今回でカーム村編終わりです。ファンタジーなのに公害を扱うのは意図的です。思ったより中世じゃないんですね。この辺が前作との違いになっていきます。

実は熊、麦というところで昨年の出来事が重なるんですよね。気付いた人います。そういう意図もありました。

次回からアスチルベ、都市編です。魔物がどういう存在なのかがわかると思います。同時に人間も。

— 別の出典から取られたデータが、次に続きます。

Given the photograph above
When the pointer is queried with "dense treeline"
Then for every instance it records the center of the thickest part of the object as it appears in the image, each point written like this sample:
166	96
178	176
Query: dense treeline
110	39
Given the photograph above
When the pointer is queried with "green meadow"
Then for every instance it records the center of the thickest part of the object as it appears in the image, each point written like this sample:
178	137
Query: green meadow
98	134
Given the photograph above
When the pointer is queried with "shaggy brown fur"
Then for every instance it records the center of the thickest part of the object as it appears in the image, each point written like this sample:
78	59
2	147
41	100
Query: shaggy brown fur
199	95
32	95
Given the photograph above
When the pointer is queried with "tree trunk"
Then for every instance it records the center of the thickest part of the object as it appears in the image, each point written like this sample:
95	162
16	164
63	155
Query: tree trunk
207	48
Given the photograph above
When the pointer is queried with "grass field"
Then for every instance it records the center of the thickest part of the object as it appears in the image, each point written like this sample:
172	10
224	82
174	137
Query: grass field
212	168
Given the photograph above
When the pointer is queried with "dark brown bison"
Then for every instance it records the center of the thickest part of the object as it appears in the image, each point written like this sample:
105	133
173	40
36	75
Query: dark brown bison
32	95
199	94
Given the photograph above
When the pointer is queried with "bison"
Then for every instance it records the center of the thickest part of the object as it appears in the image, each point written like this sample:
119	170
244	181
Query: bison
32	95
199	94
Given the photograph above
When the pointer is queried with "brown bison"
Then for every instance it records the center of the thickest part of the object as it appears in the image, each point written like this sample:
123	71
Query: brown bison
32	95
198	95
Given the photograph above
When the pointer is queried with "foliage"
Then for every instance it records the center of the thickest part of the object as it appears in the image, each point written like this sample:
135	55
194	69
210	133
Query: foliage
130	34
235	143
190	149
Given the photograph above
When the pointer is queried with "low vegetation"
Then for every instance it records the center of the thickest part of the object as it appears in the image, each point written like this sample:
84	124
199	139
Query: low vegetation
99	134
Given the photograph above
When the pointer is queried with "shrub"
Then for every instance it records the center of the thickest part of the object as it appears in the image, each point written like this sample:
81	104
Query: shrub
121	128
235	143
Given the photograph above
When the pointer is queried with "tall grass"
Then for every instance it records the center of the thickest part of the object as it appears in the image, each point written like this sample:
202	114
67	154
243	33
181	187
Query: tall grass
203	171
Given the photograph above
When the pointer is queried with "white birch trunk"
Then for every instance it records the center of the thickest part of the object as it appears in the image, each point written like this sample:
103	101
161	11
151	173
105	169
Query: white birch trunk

やや書き方を戻した。改行を減らした。改行することで読みやすくなる、特にスマホで、だと思ったが、逆に意味合いやリズム感で読みにくくなっている気がするので、戻してみた。


一度長文で書いているのをweb形式に、改行多めに変える感じなので、難しい。70話まではもう書き終わっているので。推敲は書き終わってすぐやった方が楽そうだ。


内容については村にいる魔王の手下を探さなければいけないはずが、麦と公害と魔物の話に偏って後回しになった。最終的に黒幕が魔物の手下だから纏まるわけですが、前半では特にエレノアはその辺、意識しておいた方が自然だったかもしれない。


なお、しばらくこういった現実での出来事を重ねたような物語が続きます。どちらかというと表現。


そうかあとがき書けばいいのか。